With Ali Khamenei dead, his 56-year-old son, Mojtaba Khamenei, is reportedly being elevated by the Assembly of Experts as Iran's new Supreme Leader. However, his ascension is bringing an explosive, highly classified secret back into the spotlight: the fiercely anti-Western Khamenei dynasty reportedly relied on British doctors to secure their bloodline.

The evidence stems from a classified 2008 US State Department diplomatic briefing sent to the US Embassy in London, which was later exposed by WikiLeaks. The intelligence dossier paints a picture of a succession crisis within the Khamenei family long before the current war.

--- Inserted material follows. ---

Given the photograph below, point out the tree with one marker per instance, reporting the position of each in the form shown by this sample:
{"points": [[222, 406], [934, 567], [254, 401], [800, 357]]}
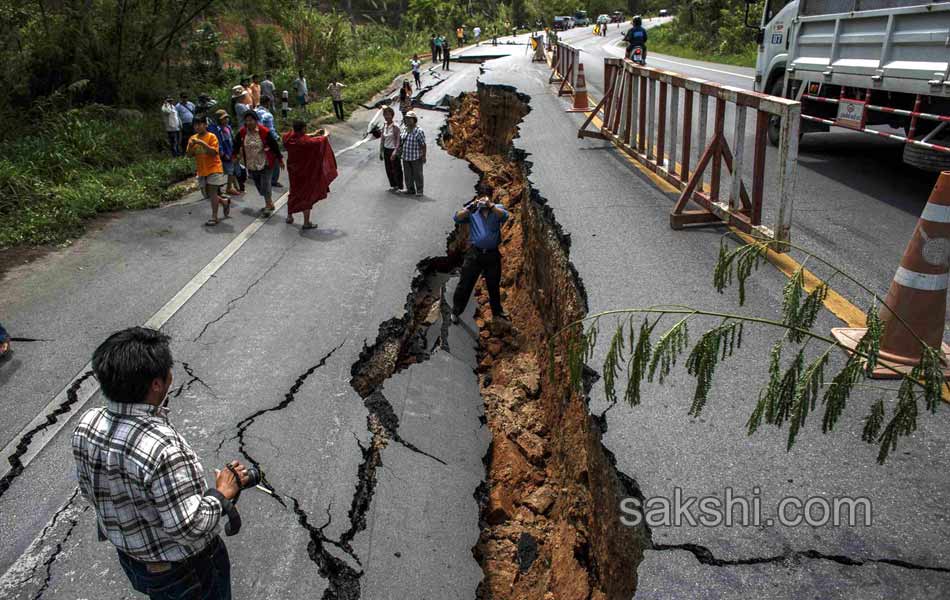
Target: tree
{"points": [[793, 388]]}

According to the leaked US intelligence, after Mojtaba married Zahra Haddad-Adel in 2004, he faced immense family pressure to produce an heir. However, the cables reveal he suffered from a severe "impotency problem" that Iranian domestic medicine could not cure.

Despite the regime's intense, public hatred of the West and routine chants of “Death to England” the intelligence reports detail that Mojtaba made at least four highly classified trips to the United Kingdom for advanced fertility treatments.

The US diplomatic cable specifically names two of London's most elite, ultra-expensive private medical facilities: the Wellington Hospital and the Cromwell Hospital. The final medical trip reportedly lasted for two full months.

The treatments in London were a success. The US files note that immediately following that final two-month stay in the UK, Mojtaba's wife became pregnant. They returned to Iran and had a son, named Ali, after his grandfather. For Iranian dissidents, the irony is glaring: the "pure" Islamic succession of the hardline Khamenei dynasty was functionally saved by Western science.

As Mojtaba prepares to take the throne amidst a devastating war with the US and Israel, he is facing intense opposition from within his own regime. Rivals are warning against a "hereditary monarchy." Resurfacing his reliance on British hospitals and the massive wealth required to access them, shatters his carefully curated image as an uncompromising, anti-Western hardliner just as he needs total loyalty from his military.